Sélestat insolite (28 septembre 2015) de Brigitte Michel

Au coeur de l’Alsace, entre Colmar et Strasbourg, Sélestat abrite pourtant de beaux monuments.
Mais au-delà de l’église Sainte-Foy, de la Bibliothèque Humaniste ou encore de la Tour neuve, l’ouvrage se propose de vous faire découvrir la ville dans ses moindres recoins et hors du parcours touristique. Au détour d’une ruelle, le quotidien de la ville et de ses habitants se dévoile. L’effervescence d’un jour de corso, l’animation du marché ou la quiétude d’une place sont autant de facettes d’une ville attachante et insolite.

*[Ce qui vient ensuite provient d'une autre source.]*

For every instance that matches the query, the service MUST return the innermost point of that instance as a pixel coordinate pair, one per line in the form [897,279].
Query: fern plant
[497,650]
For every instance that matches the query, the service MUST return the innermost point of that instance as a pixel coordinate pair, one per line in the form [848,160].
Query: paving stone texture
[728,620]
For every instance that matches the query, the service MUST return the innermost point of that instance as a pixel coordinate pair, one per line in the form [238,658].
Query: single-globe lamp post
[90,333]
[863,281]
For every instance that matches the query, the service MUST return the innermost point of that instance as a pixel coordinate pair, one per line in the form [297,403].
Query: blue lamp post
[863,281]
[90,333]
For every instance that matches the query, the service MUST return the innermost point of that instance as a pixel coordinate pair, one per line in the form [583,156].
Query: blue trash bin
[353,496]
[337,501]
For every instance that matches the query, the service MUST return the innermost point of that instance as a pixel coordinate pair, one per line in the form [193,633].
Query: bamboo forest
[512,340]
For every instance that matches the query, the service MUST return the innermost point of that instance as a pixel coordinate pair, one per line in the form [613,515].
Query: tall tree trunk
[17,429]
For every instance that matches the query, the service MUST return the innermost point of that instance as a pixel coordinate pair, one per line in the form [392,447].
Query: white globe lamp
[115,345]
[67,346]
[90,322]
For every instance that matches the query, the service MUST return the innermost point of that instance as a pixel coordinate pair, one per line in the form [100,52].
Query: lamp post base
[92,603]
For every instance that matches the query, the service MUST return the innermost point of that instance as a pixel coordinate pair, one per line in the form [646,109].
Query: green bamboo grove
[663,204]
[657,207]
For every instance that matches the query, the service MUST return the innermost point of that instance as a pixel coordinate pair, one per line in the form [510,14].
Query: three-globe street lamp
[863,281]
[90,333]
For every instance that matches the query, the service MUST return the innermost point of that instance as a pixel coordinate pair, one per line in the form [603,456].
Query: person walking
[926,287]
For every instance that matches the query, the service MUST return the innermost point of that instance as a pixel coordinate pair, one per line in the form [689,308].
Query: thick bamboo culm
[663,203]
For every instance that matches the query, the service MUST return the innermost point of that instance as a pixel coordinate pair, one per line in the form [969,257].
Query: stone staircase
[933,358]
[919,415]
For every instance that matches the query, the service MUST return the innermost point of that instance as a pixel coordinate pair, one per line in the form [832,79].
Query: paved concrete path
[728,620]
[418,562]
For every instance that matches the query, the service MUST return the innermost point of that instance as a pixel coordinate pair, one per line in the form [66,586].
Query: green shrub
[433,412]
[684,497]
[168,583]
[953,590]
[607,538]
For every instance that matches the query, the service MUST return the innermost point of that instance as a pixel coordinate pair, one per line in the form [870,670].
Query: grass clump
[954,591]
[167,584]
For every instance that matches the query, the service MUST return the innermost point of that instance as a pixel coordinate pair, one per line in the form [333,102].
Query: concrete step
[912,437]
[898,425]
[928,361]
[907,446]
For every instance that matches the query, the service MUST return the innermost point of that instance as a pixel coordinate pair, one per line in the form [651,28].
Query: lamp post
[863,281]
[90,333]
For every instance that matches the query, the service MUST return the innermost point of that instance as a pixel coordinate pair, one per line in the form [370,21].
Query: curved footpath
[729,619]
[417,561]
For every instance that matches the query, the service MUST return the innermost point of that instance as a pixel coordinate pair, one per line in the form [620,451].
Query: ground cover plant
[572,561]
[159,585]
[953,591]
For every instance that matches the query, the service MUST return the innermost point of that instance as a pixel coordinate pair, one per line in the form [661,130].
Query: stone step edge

Critique : Un magnifique livre qui se lit comme une visite guidée du riche patrimoine de Sélestat pour vous attarder sur des détails insolites et anecdotes surprenantes liés à la petite et à la grande histoire de la ville. Le travail accompli de cette ouvrage est colossal. L’auteur qu’est Brigitte Michel compile une centaine de photographies en noir et blanc. On y découvre la ville  au fil des saisons, au fil des événements qui marquent l’année.Sans dévoiler tout le charme qui habite ce superbe livre photo on se surprend à (re)découvrir Sélestat.

Un très beau livre qui sublime une ville comme rarement.

Note : 10/10

 

  • Broché: 200 pages
  • Editeur : Editions du Signe (28 septembre 2015)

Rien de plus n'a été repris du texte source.